One quarter scale static ground tests of the Boeing YC-14 powered lift system were conducted for correlation with full scale test results. The 1/4 scale model utilized a JT-15D turbofan engine to represent the CF6-50D engine employed on the YC-14 advanced medium STOL transport prototype aircraft. The tests included evaluation of static turning performance, static surface pressure and temperature distributions, fluctuating loads, and accelerations of portions of the wing, flaps, and fuselage. Results are presented for the landing flap configuration over an appropriate range of fan pressure ratio as affected by several variables including ground height and vortex generator modifications. Static turning angles of the order of 60 deg were obtained.

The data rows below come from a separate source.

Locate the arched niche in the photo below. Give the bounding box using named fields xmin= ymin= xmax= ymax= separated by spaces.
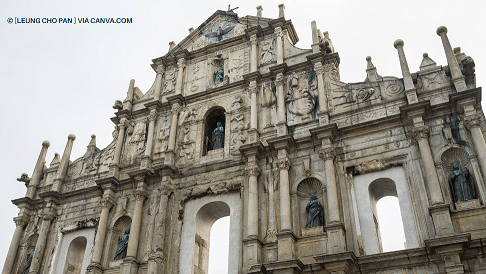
xmin=202 ymin=107 xmax=226 ymax=155
xmin=15 ymin=233 xmax=38 ymax=274
xmin=353 ymin=167 xmax=419 ymax=255
xmin=440 ymin=147 xmax=484 ymax=207
xmin=109 ymin=216 xmax=132 ymax=263
xmin=62 ymin=236 xmax=87 ymax=274
xmin=296 ymin=177 xmax=326 ymax=233
xmin=179 ymin=193 xmax=242 ymax=274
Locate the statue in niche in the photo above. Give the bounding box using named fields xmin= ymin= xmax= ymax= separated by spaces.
xmin=114 ymin=228 xmax=130 ymax=261
xmin=213 ymin=67 xmax=224 ymax=85
xmin=305 ymin=194 xmax=323 ymax=228
xmin=212 ymin=122 xmax=225 ymax=150
xmin=21 ymin=246 xmax=35 ymax=274
xmin=449 ymin=163 xmax=476 ymax=203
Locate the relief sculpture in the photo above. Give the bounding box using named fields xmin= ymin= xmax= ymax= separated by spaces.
xmin=260 ymin=39 xmax=275 ymax=65
xmin=287 ymin=71 xmax=318 ymax=125
xmin=176 ymin=124 xmax=195 ymax=167
xmin=122 ymin=121 xmax=146 ymax=166
xmin=155 ymin=116 xmax=170 ymax=153
xmin=261 ymin=82 xmax=277 ymax=130
xmin=230 ymin=114 xmax=249 ymax=155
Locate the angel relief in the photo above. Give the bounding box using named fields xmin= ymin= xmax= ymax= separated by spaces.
xmin=121 ymin=121 xmax=147 ymax=166
xmin=204 ymin=23 xmax=235 ymax=43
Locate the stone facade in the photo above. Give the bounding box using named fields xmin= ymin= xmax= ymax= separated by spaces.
xmin=3 ymin=6 xmax=486 ymax=274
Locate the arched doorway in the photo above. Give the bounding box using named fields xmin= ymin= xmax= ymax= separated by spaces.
xmin=63 ymin=236 xmax=87 ymax=274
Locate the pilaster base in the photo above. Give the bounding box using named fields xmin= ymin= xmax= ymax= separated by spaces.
xmin=264 ymin=259 xmax=303 ymax=274
xmin=276 ymin=230 xmax=296 ymax=261
xmin=429 ymin=204 xmax=455 ymax=237
xmin=120 ymin=256 xmax=139 ymax=274
xmin=276 ymin=122 xmax=288 ymax=136
xmin=164 ymin=150 xmax=176 ymax=166
xmin=314 ymin=251 xmax=357 ymax=274
xmin=86 ymin=262 xmax=103 ymax=274
xmin=326 ymin=223 xmax=346 ymax=253
xmin=248 ymin=128 xmax=260 ymax=143
xmin=243 ymin=237 xmax=263 ymax=269
xmin=318 ymin=111 xmax=330 ymax=126
xmin=425 ymin=233 xmax=470 ymax=274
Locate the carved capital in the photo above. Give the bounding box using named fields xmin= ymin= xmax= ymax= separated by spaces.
xmin=411 ymin=126 xmax=430 ymax=141
xmin=135 ymin=190 xmax=148 ymax=202
xmin=13 ymin=216 xmax=28 ymax=227
xmin=464 ymin=114 xmax=482 ymax=130
xmin=274 ymin=26 xmax=283 ymax=38
xmin=149 ymin=110 xmax=158 ymax=122
xmin=314 ymin=62 xmax=324 ymax=75
xmin=156 ymin=65 xmax=165 ymax=75
xmin=276 ymin=157 xmax=291 ymax=170
xmin=250 ymin=34 xmax=258 ymax=45
xmin=177 ymin=58 xmax=186 ymax=69
xmin=249 ymin=81 xmax=258 ymax=94
xmin=42 ymin=211 xmax=56 ymax=221
xmin=158 ymin=184 xmax=173 ymax=196
xmin=119 ymin=118 xmax=129 ymax=128
xmin=245 ymin=163 xmax=261 ymax=177
xmin=275 ymin=73 xmax=285 ymax=87
xmin=319 ymin=148 xmax=336 ymax=161
xmin=100 ymin=197 xmax=115 ymax=209
xmin=171 ymin=102 xmax=182 ymax=115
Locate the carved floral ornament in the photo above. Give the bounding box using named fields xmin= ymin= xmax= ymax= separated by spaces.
xmin=245 ymin=163 xmax=261 ymax=177
xmin=248 ymin=81 xmax=258 ymax=94
xmin=411 ymin=126 xmax=430 ymax=141
xmin=250 ymin=34 xmax=258 ymax=45
xmin=157 ymin=184 xmax=173 ymax=196
xmin=100 ymin=197 xmax=115 ymax=209
xmin=275 ymin=73 xmax=285 ymax=86
xmin=276 ymin=157 xmax=291 ymax=170
xmin=274 ymin=26 xmax=283 ymax=38
xmin=13 ymin=216 xmax=29 ymax=227
xmin=156 ymin=65 xmax=165 ymax=74
xmin=177 ymin=58 xmax=186 ymax=69
xmin=313 ymin=62 xmax=324 ymax=75
xmin=119 ymin=118 xmax=129 ymax=128
xmin=134 ymin=190 xmax=148 ymax=202
xmin=464 ymin=114 xmax=482 ymax=130
xmin=149 ymin=110 xmax=158 ymax=122
xmin=319 ymin=147 xmax=336 ymax=161
xmin=171 ymin=103 xmax=182 ymax=115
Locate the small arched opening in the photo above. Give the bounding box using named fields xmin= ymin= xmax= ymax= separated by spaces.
xmin=296 ymin=177 xmax=326 ymax=234
xmin=203 ymin=107 xmax=226 ymax=155
xmin=194 ymin=201 xmax=230 ymax=274
xmin=369 ymin=178 xmax=406 ymax=253
xmin=63 ymin=236 xmax=87 ymax=274
xmin=110 ymin=216 xmax=132 ymax=263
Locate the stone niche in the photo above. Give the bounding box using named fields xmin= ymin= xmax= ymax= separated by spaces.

The highest surface pressures and temperatures were concentrated over the upper surface of the flaps in the region immediately aft of the upper surface blown nozzle.

Flow turning parameters, static pressures, surface temperatures, surface fluctuating pressures and acceleration levels were measured in the environment of a full-scale upper surface blowing (USB) propulsive-lift test configuration. The test components included a flightworthy CF6-50D engine, nacelle and USB flap assembly utilized in conjunction with ground verification testing of the USAF YC-14 Advanced Medium STOL Transport propulsion system. Results, based on a preliminary analysis of the data, generally show reasonable agreement with predicted levels based on model data. However, additional detailed analysis is required to confirm the preliminary evaluation, to help delineate certain discrepancies with model data and to establish a basis for future flight test comparisons.

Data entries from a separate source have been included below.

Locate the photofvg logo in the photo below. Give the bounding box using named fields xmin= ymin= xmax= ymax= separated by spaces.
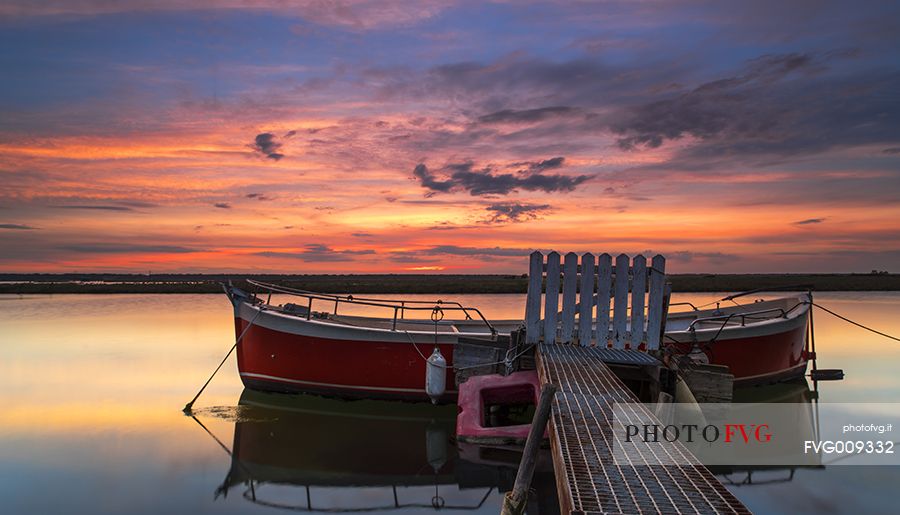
xmin=611 ymin=403 xmax=900 ymax=466
xmin=624 ymin=422 xmax=771 ymax=444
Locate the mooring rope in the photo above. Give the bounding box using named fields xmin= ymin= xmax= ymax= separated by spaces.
xmin=403 ymin=329 xmax=534 ymax=371
xmin=809 ymin=301 xmax=900 ymax=343
xmin=183 ymin=308 xmax=264 ymax=413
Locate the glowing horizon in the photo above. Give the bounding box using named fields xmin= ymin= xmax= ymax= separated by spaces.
xmin=1 ymin=1 xmax=899 ymax=274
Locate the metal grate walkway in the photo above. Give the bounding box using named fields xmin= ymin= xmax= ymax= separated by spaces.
xmin=537 ymin=344 xmax=750 ymax=514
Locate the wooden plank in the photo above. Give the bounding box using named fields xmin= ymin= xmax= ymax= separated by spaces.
xmin=560 ymin=252 xmax=578 ymax=344
xmin=630 ymin=254 xmax=647 ymax=347
xmin=595 ymin=253 xmax=612 ymax=347
xmin=646 ymin=254 xmax=666 ymax=350
xmin=525 ymin=251 xmax=543 ymax=344
xmin=612 ymin=253 xmax=629 ymax=349
xmin=578 ymin=253 xmax=594 ymax=346
xmin=680 ymin=363 xmax=734 ymax=403
xmin=543 ymin=251 xmax=560 ymax=345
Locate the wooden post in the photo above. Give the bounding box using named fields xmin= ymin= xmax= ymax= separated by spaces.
xmin=560 ymin=252 xmax=578 ymax=344
xmin=578 ymin=253 xmax=595 ymax=346
xmin=631 ymin=254 xmax=647 ymax=347
xmin=543 ymin=252 xmax=560 ymax=345
xmin=525 ymin=251 xmax=543 ymax=344
xmin=613 ymin=254 xmax=630 ymax=349
xmin=501 ymin=383 xmax=558 ymax=515
xmin=595 ymin=253 xmax=612 ymax=347
xmin=646 ymin=254 xmax=666 ymax=350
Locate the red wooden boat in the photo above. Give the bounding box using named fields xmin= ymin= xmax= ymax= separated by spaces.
xmin=663 ymin=294 xmax=812 ymax=386
xmin=226 ymin=281 xmax=516 ymax=403
xmin=226 ymin=281 xmax=812 ymax=400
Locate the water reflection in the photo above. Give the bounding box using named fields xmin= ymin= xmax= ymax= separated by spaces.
xmin=200 ymin=390 xmax=529 ymax=513
xmin=2 ymin=293 xmax=900 ymax=514
xmin=709 ymin=380 xmax=822 ymax=487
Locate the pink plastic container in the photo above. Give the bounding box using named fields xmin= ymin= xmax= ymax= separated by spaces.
xmin=455 ymin=370 xmax=547 ymax=443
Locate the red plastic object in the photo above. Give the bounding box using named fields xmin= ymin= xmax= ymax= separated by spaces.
xmin=456 ymin=370 xmax=547 ymax=443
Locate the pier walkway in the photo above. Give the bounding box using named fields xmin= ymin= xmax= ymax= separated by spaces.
xmin=537 ymin=344 xmax=749 ymax=514
xmin=522 ymin=251 xmax=749 ymax=513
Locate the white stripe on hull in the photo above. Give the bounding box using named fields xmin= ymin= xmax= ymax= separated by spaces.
xmin=238 ymin=302 xmax=465 ymax=344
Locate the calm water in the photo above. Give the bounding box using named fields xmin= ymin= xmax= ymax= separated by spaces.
xmin=2 ymin=292 xmax=900 ymax=514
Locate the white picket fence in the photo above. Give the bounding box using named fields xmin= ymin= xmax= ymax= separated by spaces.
xmin=524 ymin=251 xmax=667 ymax=349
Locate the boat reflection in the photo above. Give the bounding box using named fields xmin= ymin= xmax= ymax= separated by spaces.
xmin=709 ymin=379 xmax=823 ymax=486
xmin=209 ymin=389 xmax=522 ymax=512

The YC-14 prototype's first flight occurred on August 9, 1976. YC-14 and YC-15 airplane capabilities were evaluated in a flight test program at Edwards Air Force Base in early November 1976. By the end of April 1977, the very successful YC-14 Program had exceeded all its projected goals in terms of flight hours, test conditions accomplished, and data accumulated. The performance goals were met in terms of maneuvering, field length, and touchdown dispersion. Following the flight test program, Boeing demonstrated the YC-14 to U.S. forces in Europe, including an appearance at the Paris Air Show in June. The airplane impressed the crowds at the air show, performing maneuvers formally considered impossible for a medium-sized transport. After the European tour, the YC-14 arrived for a demonstration at Langley Air Force Base on June 18, 1977, where its outstanding STOL capability and crisp maneuvers stunned not only the Air Force observers but many of the NASA-Langley researchers who had participated in USB studies that helped contribute to the design and success of this remarkable airplane.

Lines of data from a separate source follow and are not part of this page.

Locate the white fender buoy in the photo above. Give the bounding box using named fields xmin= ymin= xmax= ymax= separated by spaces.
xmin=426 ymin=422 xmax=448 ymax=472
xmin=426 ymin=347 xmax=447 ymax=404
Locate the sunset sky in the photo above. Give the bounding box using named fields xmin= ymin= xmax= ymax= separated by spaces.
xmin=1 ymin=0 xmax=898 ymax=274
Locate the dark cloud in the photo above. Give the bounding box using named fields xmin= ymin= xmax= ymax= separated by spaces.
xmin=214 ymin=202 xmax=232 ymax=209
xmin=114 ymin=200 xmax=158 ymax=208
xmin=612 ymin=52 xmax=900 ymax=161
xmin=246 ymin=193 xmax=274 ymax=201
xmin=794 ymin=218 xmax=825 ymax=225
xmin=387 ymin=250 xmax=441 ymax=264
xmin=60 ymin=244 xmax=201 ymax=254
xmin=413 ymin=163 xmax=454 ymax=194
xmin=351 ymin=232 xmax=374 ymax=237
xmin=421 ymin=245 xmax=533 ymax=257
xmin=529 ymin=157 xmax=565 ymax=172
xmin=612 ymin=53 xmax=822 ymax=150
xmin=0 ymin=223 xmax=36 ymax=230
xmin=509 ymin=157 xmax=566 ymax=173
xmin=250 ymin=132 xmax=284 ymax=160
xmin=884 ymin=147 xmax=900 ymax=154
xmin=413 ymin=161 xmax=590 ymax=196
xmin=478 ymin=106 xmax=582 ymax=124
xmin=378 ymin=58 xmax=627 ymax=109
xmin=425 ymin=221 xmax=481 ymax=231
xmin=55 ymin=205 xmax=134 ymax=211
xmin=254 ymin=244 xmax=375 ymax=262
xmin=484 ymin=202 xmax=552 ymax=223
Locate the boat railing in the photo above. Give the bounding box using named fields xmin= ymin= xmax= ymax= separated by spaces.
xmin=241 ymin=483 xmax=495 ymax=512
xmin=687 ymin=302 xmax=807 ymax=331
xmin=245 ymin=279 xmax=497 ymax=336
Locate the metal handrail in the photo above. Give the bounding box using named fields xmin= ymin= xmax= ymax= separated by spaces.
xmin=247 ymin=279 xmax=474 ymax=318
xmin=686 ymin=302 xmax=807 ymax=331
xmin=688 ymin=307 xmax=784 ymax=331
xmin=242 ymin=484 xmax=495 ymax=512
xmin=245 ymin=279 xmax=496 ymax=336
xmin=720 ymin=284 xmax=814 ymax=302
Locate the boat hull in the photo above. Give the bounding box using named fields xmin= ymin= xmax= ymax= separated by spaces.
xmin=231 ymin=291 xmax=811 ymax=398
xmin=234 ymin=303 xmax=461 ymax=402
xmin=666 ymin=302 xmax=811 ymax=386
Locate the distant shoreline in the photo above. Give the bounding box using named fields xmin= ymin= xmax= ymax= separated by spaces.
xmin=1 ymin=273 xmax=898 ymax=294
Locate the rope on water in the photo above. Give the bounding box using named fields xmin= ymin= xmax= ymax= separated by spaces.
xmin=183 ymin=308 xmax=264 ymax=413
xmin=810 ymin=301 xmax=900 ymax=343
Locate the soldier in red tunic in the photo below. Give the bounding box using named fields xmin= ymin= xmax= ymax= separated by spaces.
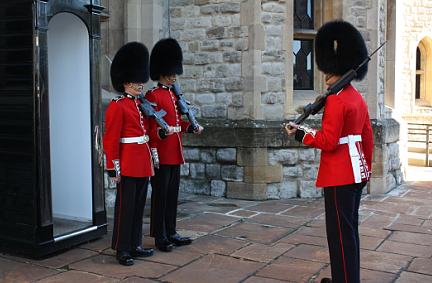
xmin=103 ymin=42 xmax=156 ymax=265
xmin=145 ymin=38 xmax=204 ymax=251
xmin=286 ymin=20 xmax=374 ymax=283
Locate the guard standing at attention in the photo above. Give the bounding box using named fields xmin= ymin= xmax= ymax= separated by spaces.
xmin=285 ymin=20 xmax=374 ymax=283
xmin=103 ymin=42 xmax=156 ymax=265
xmin=145 ymin=38 xmax=204 ymax=252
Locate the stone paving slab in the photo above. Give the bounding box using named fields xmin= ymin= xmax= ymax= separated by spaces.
xmin=377 ymin=239 xmax=432 ymax=258
xmin=216 ymin=222 xmax=293 ymax=244
xmin=69 ymin=254 xmax=176 ymax=279
xmin=175 ymin=213 xmax=239 ymax=233
xmin=395 ymin=271 xmax=432 ymax=283
xmin=231 ymin=242 xmax=294 ymax=263
xmin=2 ymin=248 xmax=99 ymax=269
xmin=159 ymin=254 xmax=265 ymax=283
xmin=360 ymin=250 xmax=412 ymax=273
xmin=388 ymin=231 xmax=432 ymax=246
xmin=407 ymin=258 xmax=432 ymax=276
xmin=36 ymin=270 xmax=117 ymax=283
xmin=179 ymin=235 xmax=248 ymax=255
xmin=278 ymin=233 xmax=328 ymax=247
xmin=0 ymin=257 xmax=61 ymax=283
xmin=143 ymin=249 xmax=202 ymax=267
xmin=242 ymin=277 xmax=291 ymax=283
xmin=280 ymin=206 xmax=325 ymax=219
xmin=283 ymin=245 xmax=330 ymax=263
xmin=245 ymin=202 xmax=295 ymax=214
xmin=256 ymin=257 xmax=325 ymax=282
xmin=246 ymin=213 xmax=308 ymax=229
xmin=1 ymin=181 xmax=431 ymax=282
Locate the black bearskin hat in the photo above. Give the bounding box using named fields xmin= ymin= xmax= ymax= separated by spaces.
xmin=315 ymin=20 xmax=368 ymax=81
xmin=110 ymin=42 xmax=149 ymax=93
xmin=150 ymin=38 xmax=183 ymax=81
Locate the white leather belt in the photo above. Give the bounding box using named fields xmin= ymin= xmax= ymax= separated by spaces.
xmin=339 ymin=135 xmax=362 ymax=183
xmin=172 ymin=126 xmax=181 ymax=133
xmin=120 ymin=135 xmax=149 ymax=144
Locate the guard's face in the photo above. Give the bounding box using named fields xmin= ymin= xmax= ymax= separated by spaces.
xmin=124 ymin=82 xmax=143 ymax=95
xmin=164 ymin=74 xmax=177 ymax=85
xmin=324 ymin=73 xmax=340 ymax=86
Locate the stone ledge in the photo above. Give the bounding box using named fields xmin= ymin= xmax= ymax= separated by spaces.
xmin=183 ymin=118 xmax=399 ymax=148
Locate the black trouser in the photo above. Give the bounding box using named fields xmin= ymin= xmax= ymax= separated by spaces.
xmin=150 ymin=164 xmax=180 ymax=238
xmin=324 ymin=181 xmax=367 ymax=283
xmin=111 ymin=176 xmax=149 ymax=252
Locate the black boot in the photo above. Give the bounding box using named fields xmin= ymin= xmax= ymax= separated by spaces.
xmin=129 ymin=246 xmax=154 ymax=257
xmin=155 ymin=237 xmax=173 ymax=252
xmin=168 ymin=233 xmax=193 ymax=246
xmin=116 ymin=251 xmax=134 ymax=266
xmin=321 ymin=278 xmax=332 ymax=283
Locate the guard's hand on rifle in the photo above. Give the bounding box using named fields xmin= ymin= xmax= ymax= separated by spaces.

The YC-14 flight test program ended on August 8, 1977, exactly 1 year after it began. Unfortunately, the anticipated mission of the AMST did not meet with Air Force funding priorities at the end of the flight evaluations (the B-1B bomber was by then the top Air Force priority), and the AMST Program ended. In 1981, the Air Force became interested in another transport, one having less STOL capability but more strategic airlift capability than the AMST YC-14 and YC-15 airplanes. That airplane was ultimately developed to become today's C-17 transport. The two YC-14 prototype aircraft were placed in storage at the Davis Monthan Air Force Base, and one was later moved to the Pima Air Museum in Tucson, Arizona, where it is displayed next to one of the YC-15 aircraft.